Ia membeli permadani Tibet bersulam kekaisaran berusia 600 tahun di lelang Christie seharga USD45 juta(Rp). Tidak diragukan lagi, miliarder Shanghai menyelesaikan pembayaran dengan kartu Centurion yang didambakannya.

Pembayarannya bahkan sangat besar untuk Christie's yang harus menggesek kartunya 31 kali untuk jumlah maksimum. Dan, ya, Liu juga harus menandatangani 31 tanda terima yang berbeda. Transaksi senilai USD45 juta ini membuatnya mendapatkan 18.750.000 mil.

Menggunakan poin, Liu, bersama istri dan putrinya, terbang ke New York, di mana mereka check in ke St Regis yang mewah. Putrinya Betty mengatakan kepada Bloomberg pada perjalanan sebelumnya ke New York, ayahnya telah menggunakan poin hadiah untuk tinggal di St Regis, tetapi mereka tidak memenuhi syarat untuk suite.

Dengan poin 18.750.000 mil, Liu dan keluarganya dapat melakukan perjalanan sebanyak 21 kali dari Singapura ke New York dan kembali ke suite mewah kelas satu Singapore Airlines. Selain makanan gourmet dan kabin individu yang dirancang oleh desainer kapal pesiar Prancis, Anda mendapatkan tempat tidur terpisah dengan layanan merapikan tempat tidur dan kebutuhan tidur.

Menariknya, Liu Yiqian telah menciptakan semacam rutinitas menggunakan kartu American Express Centurion-nya untuk membeli barang antik yang mahal di pelelangan. Kemudian dia membawa pulang sebagian besar poin mil yang hampir tidak ada habisnya yang dia gunakan untuk terbang ke lebih banyak pelelangan. 

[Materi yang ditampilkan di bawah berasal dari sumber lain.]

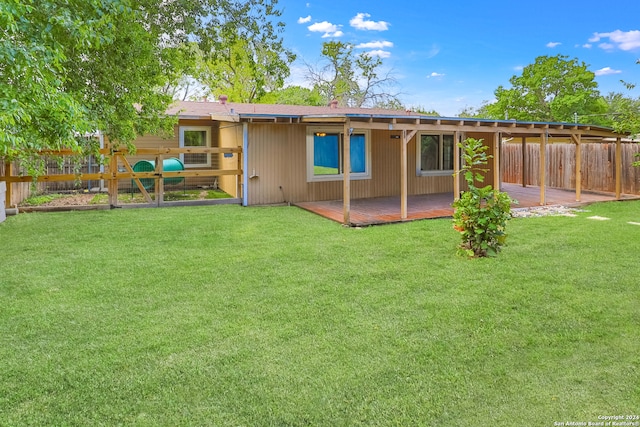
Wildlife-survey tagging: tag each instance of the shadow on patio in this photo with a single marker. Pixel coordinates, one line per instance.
(383, 210)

Liu tidak hanya memiliki satu tetapi tiga museum seni di China. Thangka abad ke-15 berukuran 335.3cm x 213.4cm ini akan menjadi tambahan terbaru dari ribuan artefak yang telah dia kurasi dengan cermat selama bertahun-tahun.

Lukisan Amedeo Modigliani senilai USD170 juta, cangkir teh antik Dinasti Ming senilai USD36 juta, dan USD45 juta lainnya untuk thangka kuno abad ke-15 memberi kolektor seni persediaan frequent flyer miles seumur hidup untuk digunakan keluarganya dan banyak lagi.

Liu memiliki Kartu Centurion American Express yang sangat langka, yang juga dikenal sebagai black card Amex. Kartu ini hanya dapat diberikan dengan undangan dan kepada klien pembelanjaan terbesar Amex. Seperti yang telah dibuktikan oleh Liu Yiqian, potongan plastik kecil itu hadir tanpa batas kredit resmi dan poin yang tampaknya tak ada habisnya.

Liu adalah kisah nyata untuk menjadi kaya. Dahulu, ia biasa mengendarai taksi di Shanghai, dan sekarang dia adalah salah satu kolektor seni individu terbesar di China. Pada tahun 2016 ia memiliki kekayaan USD1,33 miliar (20,6 triliun) dan telah berhasil masuk ke daftar orang kaya Forbes China.